When hit men excelled at their craft, they operated quietly and without incident, other than the kill. They held their whispered meetings in secret, executed jobs with precision and grace, and no one ever witnessed their escape. A clandestine world to which few had access, although this, unfortunately, didn’t stifle police ambitions in that direction.

1:06 P.M.

The Chechens locked up their safe apartment.

Their lease had three more months to run, but they had no plans to return.

Zanonovich and his driver, known to him only as Ben, exited the neighborhood first, cruising Brooklyn streets in a twelve-year-old black Mercedes, its engine meticulously restored in a rented garage on a dead-end street between Surf Avenue and the boardwalk.

They were killing time before their two o’clock rendezvous with the others on Fourteenth Street between Seventh and Eighth avenues.
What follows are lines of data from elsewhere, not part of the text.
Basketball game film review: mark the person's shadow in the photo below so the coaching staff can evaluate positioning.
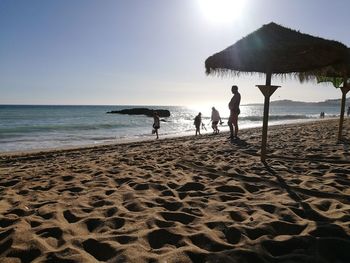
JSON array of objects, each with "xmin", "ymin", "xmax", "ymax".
[
  {"xmin": 338, "ymin": 138, "xmax": 350, "ymax": 145},
  {"xmin": 230, "ymin": 137, "xmax": 248, "ymax": 147}
]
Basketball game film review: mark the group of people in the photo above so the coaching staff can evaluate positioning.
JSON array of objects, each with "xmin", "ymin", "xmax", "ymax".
[
  {"xmin": 153, "ymin": 85, "xmax": 241, "ymax": 141},
  {"xmin": 193, "ymin": 106, "xmax": 226, "ymax": 136},
  {"xmin": 193, "ymin": 108, "xmax": 222, "ymax": 136},
  {"xmin": 194, "ymin": 85, "xmax": 241, "ymax": 140}
]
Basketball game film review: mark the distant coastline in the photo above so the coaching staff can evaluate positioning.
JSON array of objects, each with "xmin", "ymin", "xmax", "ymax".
[{"xmin": 245, "ymin": 97, "xmax": 350, "ymax": 107}]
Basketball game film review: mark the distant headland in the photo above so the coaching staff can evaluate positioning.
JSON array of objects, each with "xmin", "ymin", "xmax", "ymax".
[{"xmin": 246, "ymin": 97, "xmax": 350, "ymax": 107}]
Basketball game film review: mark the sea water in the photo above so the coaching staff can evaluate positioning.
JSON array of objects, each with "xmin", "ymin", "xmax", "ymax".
[{"xmin": 0, "ymin": 104, "xmax": 341, "ymax": 152}]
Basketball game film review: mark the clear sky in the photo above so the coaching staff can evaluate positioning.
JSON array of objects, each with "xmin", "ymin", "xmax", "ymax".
[{"xmin": 1, "ymin": 0, "xmax": 349, "ymax": 106}]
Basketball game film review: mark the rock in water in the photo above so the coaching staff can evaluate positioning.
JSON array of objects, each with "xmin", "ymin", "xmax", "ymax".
[{"xmin": 107, "ymin": 108, "xmax": 170, "ymax": 117}]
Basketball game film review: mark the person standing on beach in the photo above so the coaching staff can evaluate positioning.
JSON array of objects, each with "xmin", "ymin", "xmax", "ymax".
[
  {"xmin": 152, "ymin": 111, "xmax": 160, "ymax": 139},
  {"xmin": 228, "ymin": 85, "xmax": 241, "ymax": 140},
  {"xmin": 194, "ymin": 112, "xmax": 202, "ymax": 136},
  {"xmin": 211, "ymin": 107, "xmax": 222, "ymax": 134}
]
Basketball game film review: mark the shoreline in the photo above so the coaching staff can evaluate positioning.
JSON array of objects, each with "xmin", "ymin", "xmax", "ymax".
[{"xmin": 0, "ymin": 117, "xmax": 337, "ymax": 158}]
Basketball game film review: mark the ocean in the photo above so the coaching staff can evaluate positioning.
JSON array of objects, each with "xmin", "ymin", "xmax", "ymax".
[{"xmin": 0, "ymin": 104, "xmax": 342, "ymax": 153}]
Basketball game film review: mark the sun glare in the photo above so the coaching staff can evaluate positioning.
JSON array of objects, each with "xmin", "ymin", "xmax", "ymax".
[{"xmin": 198, "ymin": 0, "xmax": 246, "ymax": 24}]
On a mid-afternoon in November, pretty much a lifeless block.

The three other Chechens—Ivan, Vlad, and Lenny—walked to the same rented garage, formerly a stable and more recently an illegal live-poultry market.

Each took a different route.

Each carried a gym bag.

Vlad’s bag contained the mortar firing tube and two rounds.

Ivan would drive the dark green van with a roll-back sunroof, the vehicle bought for this mission months before by someone he’d never met, the van left in the garage for his expert use only.

Lenny would spot for the shooter and give the order to fire as soon as the target stepped into range.

Separately that morning they’d walked the streets surrounding the school and knew exactly what route they’d take immediately after firing the round.

They rode these streets only once now.

And then they circled Prospect Park, marking time before the rendezvous.